After judging and guessing who would win this year’s Eurovision and then comparing Finland to United Kingdom which ended in a stalemate I suppose it’s only fitting that I finish up this Eurovision shit so we can all get back to your lives. Well, so I can get back to mine at least. After I’ve resolved that annoying stalemate. Don’t worry though, as I’m as sick of this as you probably are, this — unlike those other two — is actually going to be a short one.
I suppose I should start by taking by my hat of and congratulating United Kingdom on their glorious victor… What? No? They didn’t win? What do you mean? Are you sure? Well, yeah of course but I mean like, really really super-duper no doubt about it sure? You are? Well then, this is awkward.
Congratulations to United Kingdom on placing 19th in this year’s Eurovision Song Contest. That’s…good? Well done to you.
And I see Finland did even better by having some on-stage girl-on-girl action, alienating the entire country of Turkey and thus securing your top spot… What? Oh. You’ve got to be kidding me? But, even after showing their support for gay marriage? Oh, especially because of…? Because some people find that hugely offensive? Right. Damn it.

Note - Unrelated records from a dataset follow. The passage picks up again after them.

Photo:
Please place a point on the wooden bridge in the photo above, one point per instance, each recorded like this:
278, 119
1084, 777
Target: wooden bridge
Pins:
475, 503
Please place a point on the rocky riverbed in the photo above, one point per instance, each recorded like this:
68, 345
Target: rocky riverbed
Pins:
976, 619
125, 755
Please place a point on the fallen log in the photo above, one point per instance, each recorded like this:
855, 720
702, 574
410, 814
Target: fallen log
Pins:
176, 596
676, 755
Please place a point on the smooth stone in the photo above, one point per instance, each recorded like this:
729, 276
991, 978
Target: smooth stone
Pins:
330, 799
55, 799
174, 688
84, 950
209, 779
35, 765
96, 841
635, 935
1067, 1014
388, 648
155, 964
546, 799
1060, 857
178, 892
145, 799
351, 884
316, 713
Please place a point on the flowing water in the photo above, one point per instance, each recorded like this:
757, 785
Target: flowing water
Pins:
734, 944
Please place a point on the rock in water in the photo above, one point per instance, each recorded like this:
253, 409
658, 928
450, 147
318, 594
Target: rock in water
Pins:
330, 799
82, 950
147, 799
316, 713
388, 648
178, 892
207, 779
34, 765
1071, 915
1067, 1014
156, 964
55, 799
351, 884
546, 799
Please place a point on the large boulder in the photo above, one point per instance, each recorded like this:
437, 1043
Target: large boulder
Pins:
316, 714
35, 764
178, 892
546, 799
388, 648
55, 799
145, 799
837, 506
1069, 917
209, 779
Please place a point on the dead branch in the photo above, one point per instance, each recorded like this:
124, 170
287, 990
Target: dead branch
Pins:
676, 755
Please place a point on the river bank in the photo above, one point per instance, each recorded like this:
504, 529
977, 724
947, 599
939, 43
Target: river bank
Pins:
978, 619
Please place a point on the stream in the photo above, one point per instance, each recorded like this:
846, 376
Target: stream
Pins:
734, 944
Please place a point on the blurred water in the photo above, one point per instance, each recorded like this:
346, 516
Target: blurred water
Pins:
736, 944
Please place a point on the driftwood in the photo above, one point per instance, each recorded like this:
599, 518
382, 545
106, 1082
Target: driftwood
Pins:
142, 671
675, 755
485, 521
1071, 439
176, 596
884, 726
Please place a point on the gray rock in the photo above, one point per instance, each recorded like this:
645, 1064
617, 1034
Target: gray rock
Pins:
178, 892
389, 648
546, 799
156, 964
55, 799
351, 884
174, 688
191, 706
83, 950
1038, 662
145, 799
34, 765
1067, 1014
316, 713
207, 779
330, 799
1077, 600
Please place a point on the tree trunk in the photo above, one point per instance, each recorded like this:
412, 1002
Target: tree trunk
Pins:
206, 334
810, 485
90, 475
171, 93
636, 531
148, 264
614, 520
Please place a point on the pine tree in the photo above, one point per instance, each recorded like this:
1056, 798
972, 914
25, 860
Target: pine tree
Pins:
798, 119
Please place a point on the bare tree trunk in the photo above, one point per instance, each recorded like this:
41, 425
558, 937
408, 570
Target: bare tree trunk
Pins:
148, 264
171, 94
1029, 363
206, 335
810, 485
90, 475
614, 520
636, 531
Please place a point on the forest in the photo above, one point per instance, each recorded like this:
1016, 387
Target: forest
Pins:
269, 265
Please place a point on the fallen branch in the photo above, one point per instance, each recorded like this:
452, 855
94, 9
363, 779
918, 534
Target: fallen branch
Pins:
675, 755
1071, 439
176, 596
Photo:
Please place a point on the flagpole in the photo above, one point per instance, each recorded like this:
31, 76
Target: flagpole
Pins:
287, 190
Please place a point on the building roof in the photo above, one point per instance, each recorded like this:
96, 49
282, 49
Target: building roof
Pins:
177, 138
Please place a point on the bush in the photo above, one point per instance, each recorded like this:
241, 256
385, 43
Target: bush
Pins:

Finland. Whilst I am in all honesty proud of you for supporting gay marriage — or as I would like to call it, marriage — I can’t say that I am especially pleased to hear that you placed 24th. In a competition with 26 contestants.
You know what? Neither of you did especially well. Seriously, what is up with that?
But, I said that whoever bested the other in this year’s Eurovision contest would be crowned the champion with all the non-existent spoils of war that means. Which means that I will in fact take my hat off to United Kingdom and congratulate you, you won Finland and I now officially crown you champion in this rivalry that I have totally made up. Here here I say, well done old chap. May our rivalry live on and we’ll get you next year.